Palin-Biden
Joe Biden won the debate substantively. Sarah Palin won it stylistically. Sound familiar?
John McCain won the first debate substantively, but all anybody wanted to talk about was how he wouldn’t look at Barack Obama. Obama was vague in his answers, but he looked good, so he won the debate.
My dad always tells me about the Nixon-Kennedy debate. If you listened to it on the radio (which he did), Nixon won. If you watched on television, Kennedy won. Nixon’s five o’clock shadow and reluctance to wear make-up did him in.
Sarah Palin is no John Kennedy, but she does wear lipstick, and she won this debate, if for no other reason than she did a lot better than anyone thought she would. On the continuum of Minnesota speech (Palin at her best) at one end and Couric (Palin at her worst) at the other, Palin was much closer to Minnesota than to Couric.
Palin mangled the English language, her winks were a little annoying, and her accent is a little too “Northern Exposure” for me, but she speaks to Middle America. Unlike McCain, she talked about the middle class. She empathized with the concerns of working-class America. She gets what the daily struggles and daily triumphs of Americans all over the country are.
I thought her best moments were the unexpected lines of a non-politician. When she said that Americans needed to take personal responsibility for the current economic crisis, it was a breath of fresh air. She called Biden out for Washington double-talk, which became more and more necessary as the night went on.

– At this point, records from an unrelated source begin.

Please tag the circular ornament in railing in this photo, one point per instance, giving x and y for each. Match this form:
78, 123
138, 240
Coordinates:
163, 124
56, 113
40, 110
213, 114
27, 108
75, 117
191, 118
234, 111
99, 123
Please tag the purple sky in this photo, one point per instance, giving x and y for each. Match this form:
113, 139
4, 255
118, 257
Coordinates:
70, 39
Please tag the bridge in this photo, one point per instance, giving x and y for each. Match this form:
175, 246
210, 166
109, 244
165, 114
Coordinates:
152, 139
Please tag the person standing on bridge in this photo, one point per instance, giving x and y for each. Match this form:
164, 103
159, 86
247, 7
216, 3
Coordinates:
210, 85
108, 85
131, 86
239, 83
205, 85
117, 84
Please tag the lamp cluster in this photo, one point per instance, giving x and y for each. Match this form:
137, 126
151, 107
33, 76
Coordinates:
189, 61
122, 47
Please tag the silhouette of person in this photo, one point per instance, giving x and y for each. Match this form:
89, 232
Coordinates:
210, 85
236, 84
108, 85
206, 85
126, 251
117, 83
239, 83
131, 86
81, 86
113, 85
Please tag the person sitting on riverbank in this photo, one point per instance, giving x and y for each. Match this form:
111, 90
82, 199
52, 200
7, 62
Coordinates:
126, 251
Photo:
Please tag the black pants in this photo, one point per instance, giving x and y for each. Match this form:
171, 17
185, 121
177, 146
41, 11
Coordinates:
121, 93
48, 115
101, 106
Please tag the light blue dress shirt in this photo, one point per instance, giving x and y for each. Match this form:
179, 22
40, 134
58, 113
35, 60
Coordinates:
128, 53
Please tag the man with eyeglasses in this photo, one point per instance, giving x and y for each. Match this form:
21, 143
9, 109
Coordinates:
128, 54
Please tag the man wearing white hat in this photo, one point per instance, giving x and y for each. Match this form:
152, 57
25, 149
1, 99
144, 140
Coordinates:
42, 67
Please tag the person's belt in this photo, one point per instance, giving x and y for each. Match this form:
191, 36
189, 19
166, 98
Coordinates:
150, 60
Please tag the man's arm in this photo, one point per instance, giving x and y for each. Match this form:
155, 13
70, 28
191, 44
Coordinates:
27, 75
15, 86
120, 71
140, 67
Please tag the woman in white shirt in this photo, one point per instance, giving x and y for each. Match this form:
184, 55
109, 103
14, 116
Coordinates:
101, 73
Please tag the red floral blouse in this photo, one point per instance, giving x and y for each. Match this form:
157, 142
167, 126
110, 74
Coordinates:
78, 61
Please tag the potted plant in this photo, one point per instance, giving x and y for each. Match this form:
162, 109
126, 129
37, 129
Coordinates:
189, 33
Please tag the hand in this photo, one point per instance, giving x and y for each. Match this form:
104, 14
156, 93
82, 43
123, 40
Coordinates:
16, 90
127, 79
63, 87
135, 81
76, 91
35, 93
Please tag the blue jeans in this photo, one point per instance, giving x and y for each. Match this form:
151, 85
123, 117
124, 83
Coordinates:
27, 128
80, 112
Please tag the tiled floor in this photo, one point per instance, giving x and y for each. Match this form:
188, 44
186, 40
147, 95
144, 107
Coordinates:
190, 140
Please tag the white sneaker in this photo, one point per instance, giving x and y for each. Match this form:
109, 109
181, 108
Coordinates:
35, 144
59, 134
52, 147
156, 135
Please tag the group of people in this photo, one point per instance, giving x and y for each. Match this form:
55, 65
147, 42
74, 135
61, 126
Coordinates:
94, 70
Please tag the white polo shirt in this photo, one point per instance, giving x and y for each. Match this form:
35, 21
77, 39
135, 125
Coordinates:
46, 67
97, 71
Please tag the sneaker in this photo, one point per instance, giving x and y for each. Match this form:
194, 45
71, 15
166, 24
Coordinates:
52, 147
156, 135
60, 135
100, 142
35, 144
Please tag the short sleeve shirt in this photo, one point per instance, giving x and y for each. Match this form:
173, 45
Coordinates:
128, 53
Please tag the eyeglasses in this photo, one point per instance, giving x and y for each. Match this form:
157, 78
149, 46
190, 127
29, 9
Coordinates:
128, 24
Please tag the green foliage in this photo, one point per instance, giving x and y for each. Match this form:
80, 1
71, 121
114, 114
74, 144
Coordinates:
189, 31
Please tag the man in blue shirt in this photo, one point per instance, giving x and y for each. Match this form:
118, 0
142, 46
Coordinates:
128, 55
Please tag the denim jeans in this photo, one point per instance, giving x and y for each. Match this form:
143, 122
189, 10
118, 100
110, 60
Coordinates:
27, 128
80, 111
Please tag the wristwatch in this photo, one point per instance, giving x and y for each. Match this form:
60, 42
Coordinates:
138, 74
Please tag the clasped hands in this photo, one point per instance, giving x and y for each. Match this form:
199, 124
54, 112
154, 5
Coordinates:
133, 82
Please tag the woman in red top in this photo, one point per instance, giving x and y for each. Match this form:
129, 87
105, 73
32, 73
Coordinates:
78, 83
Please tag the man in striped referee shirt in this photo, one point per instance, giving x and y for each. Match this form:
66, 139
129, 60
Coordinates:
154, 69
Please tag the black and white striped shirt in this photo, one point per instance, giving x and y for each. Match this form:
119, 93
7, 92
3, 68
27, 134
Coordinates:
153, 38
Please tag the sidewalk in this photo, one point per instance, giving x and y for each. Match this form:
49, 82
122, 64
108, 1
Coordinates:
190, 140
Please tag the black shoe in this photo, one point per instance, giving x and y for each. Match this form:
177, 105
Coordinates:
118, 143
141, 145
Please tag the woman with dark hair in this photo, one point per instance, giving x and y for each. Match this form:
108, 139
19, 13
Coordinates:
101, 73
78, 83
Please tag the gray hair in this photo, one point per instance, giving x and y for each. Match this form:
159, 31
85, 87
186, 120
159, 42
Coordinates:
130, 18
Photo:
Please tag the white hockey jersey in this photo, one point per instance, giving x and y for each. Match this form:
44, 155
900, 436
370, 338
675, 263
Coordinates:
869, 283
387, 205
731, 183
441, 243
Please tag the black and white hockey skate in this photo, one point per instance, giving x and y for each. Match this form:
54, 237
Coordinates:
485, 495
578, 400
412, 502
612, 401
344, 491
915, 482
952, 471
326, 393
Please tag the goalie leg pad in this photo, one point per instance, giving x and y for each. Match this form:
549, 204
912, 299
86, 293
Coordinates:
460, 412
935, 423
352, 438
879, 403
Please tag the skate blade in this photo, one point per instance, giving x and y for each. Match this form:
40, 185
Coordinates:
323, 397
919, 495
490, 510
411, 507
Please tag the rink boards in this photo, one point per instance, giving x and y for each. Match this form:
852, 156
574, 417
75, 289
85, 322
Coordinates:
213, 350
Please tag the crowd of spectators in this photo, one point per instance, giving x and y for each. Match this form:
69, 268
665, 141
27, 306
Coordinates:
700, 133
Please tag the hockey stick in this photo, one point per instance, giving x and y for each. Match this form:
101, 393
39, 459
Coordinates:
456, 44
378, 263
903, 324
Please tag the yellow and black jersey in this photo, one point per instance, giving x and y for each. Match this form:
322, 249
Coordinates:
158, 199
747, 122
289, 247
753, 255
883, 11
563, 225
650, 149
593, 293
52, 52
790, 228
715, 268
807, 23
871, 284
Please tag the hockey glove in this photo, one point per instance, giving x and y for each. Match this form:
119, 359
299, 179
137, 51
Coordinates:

Biden has assumed the mantle of senior statesman and longtime senator, which meant he lied through his teeth with convincing certainty. He lied about McCain’s votes on taxes (McCain did not vote the same way as Obama on a Democratic budget resolution that would raise taxes on people making $42,000. McCain didn’t vote at all, while Obama voted for it). He lied when he said that Barack Obama never said that he would sit down unconditionally with Mahmoud Ahmadinejad of Iran. Barack Obama did say specifically, and Joe Biden attacked him for it. He lied when he indicated that John McCain and Barack Obama voted the same way against funding the troops in the field. (John McCain opposed a bill that included a timeline, that the president of the United States had already said he would veto regardless of its passage.) He lied when he said Palin supported a windfall profits tax in Alaska — she reformed the state tax and revenue system; it’s not a windfall profits tax.
Palin has gone from asset to liability back to asset again. Now that she has completed her crash course on John McCain’s record for this debate, hopefully she can start campaigning as the most popular governor in the land.
The McCain campaign has botched the roll-out of Palin almost from the get-go. Why they did back-to-back interviews with Charlie Gibson and Katie Couric is beyond me. Hopefully, they can start getting her to meet the press in such a way that it won’t make too much news.
Palin is not the issue of this campaign and shouldn’t be. Everybody knows that John McCain is ready to lead. Is Barack Obama? Let’s get the campaign focused on that question.
This debate performance will help shift the focus back to Obama. Now that Palin is not a complete train wreck, she will be much less interesting for the national press. That’s a good thing for the McCain campaign, and for that reason alone, Palin won this debate.